Scientists have discovered a super-Earth planet around a nearby star that could support life.
Research led by Mikko Tuomi, from the University of Hertfordshire, and Guillem Anglada-Escude, of the University of Goettingen, believe the planet may have an Earth-like climate.
The planet is in the habitable zone of the six-planet system. Initially, researchers thought the system only had three planets, all of which were too close to the star to support liquid water.
However, new data analysis techniques meant three more planets were discovered. Of these three, one - on the outermost orbit - has an orbit that is a similar distance between the Earth and our Sun.
This means it receives a similar amount of energy from the star, therefore increasing the probability that the planet could support life.
Hugh Jones, professor of astronomy at the University of Hertfordshire, said: "The new planet is expected to absorb about the same amount of energy from its star that the Earth absorbs from the Sun, allowing surface temperatures similar to Earth and perhaps liquid water.
"But this cannot be confirmed; further study will be necessary to understand more about the planet's atmosphere."
The dwarf star the planet orbits has been named GJ667C. The planet of interest has a mass of at least seven times of the Earth.

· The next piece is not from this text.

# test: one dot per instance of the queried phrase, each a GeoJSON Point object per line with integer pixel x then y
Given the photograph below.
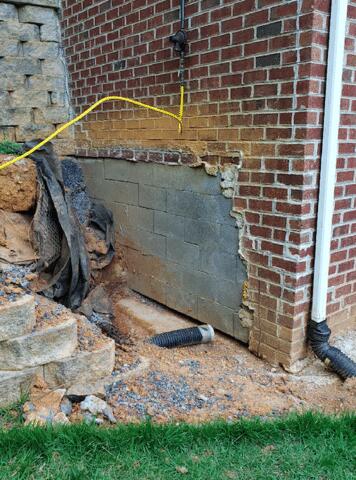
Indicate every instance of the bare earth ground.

Scientists believe the planet is likely to be rotating on its own axis while it orbits around the star, so it would have a daytime and night time that is better for creating an Earth-like environment.
Jones added: "The longer orbit of the new planet means that its climate and atmosphere may be just right to support life. Just as Goldilocks liked her porridge to be neither too hot nor too cold but just right, this planet or indeed any moons that it has lie in an orbit comparable to Earth, increasing the probability of it being habitable."
Angla-Escude said: "There is no reason why such a planet could not sustain an Earth-like climate."
The scientists do note, however, that other factors would need to be in place for life to thrive on the planet.
"Still, the ultimate water supporting capability of this candidate depends on properties that are unknown such as its albedo, atmospheric composition and interior dynamics," they said.